Roadtrip #15-1 Week-end cévenol Jour 1

2 Juillet 2017. Je suis au départ d’une sortie un peu inhabituelle. Le parcours en soi est fidèle à mes habitudes, parsemé de virages en tous genres, de lieux agréables à l’œil. La voiture est toujours ma Focus ST, pas de surprise de ce côté-là. Alors, qu’y a- t-il donc d’inhabituel ? La réponse est simple et occupera le baquet de droite. Cette fois-ci, je pars pour un week-end en amoureux. Ma compagne m’a déjà accompagné deux fois par le passé (lire ici et ici). Mais cette fois-ci, nous partons pour deux jours et à un rythme plus touristique. J’ai donc limité le parcours à environ 350 km par jour et j’ai ajouté au programme un peu plus de visites touristiques. C’est une bonne occasion pour proposer un article un peu différent, avec des photos quelque peu inhabituelles.

Allez, c’est parti ! En voiture ! Un peu d’autoroute, la D999 qui serpente sur les plateaux tarnais et aveyronnais, le passage sous le pont routier avec l’ensemble pile-pylône le plus haut au monde… Bref, la route habituelle pour aller vers l’est. Juste après Rivière-sur-Tarn, nous bifurquons sur la D996, une route que j’ai empruntée pour la première sortie de l’année (lire ici). C’est la route des gorges de la Jonte. Cette rivière marque la frontière entre la Lozère et l’Aveyron. Notre première pause se fait dans le cirque de Madasse. Des vautours tournoient au-dessus des falaises qui nous surplombent. Le ciel est bien chargé mais il ne pleut pas. Nous profitons du lieu pour casser la croûte. En quelques minutes, la plage arrière de la Focus se garnit du nécessaire pour un bon pique-nique.

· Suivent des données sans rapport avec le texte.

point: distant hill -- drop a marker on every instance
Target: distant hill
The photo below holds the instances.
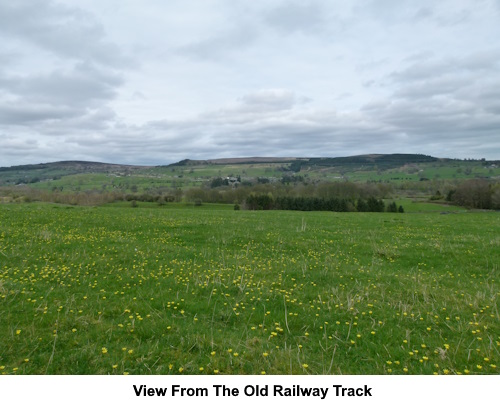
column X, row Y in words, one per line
column 81, row 175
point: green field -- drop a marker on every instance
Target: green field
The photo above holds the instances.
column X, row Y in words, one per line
column 157, row 290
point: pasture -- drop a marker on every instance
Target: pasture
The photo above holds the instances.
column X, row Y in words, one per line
column 156, row 290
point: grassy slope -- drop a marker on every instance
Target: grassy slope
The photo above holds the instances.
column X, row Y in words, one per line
column 158, row 290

Nous repartons. La route est presque déserte. Le temps est menaçant mais toujours pas de pluie. Nous profitons de la vue sur ces gorges. Finalement, je me demande si je ne les préfère pas aux gorges du Tarn, qui sont trop touristiques à mon goût. Ici, l’environnement est toujours naturel, sauvage. Seuls quelques rares hameaux montrent que l’homme est présent, en plus du ruban de macadam sur lequel nous progressons, bien entendu. Les gorges s’achèvent au joli village de Meyrueis. C’est l’occasion de s’arrêter boire un café au cœur du village. Une vieille moto orne la place, au bord du Béthuzon. Le cadre est bien sympa, plus que la météo. Nous passons néanmoins un agréable moment. A l’intérieur du bar (le Jeff Bar), une roue de Ferrari décore un mur. Le patron m’explique qu’elle vient de son ancienne Testarossa et qu’elle a été endommagée en croisant un jeune fêtard qui a oublié de se serrer. Et face à une très large Testarossa, ça ne pardonne pas.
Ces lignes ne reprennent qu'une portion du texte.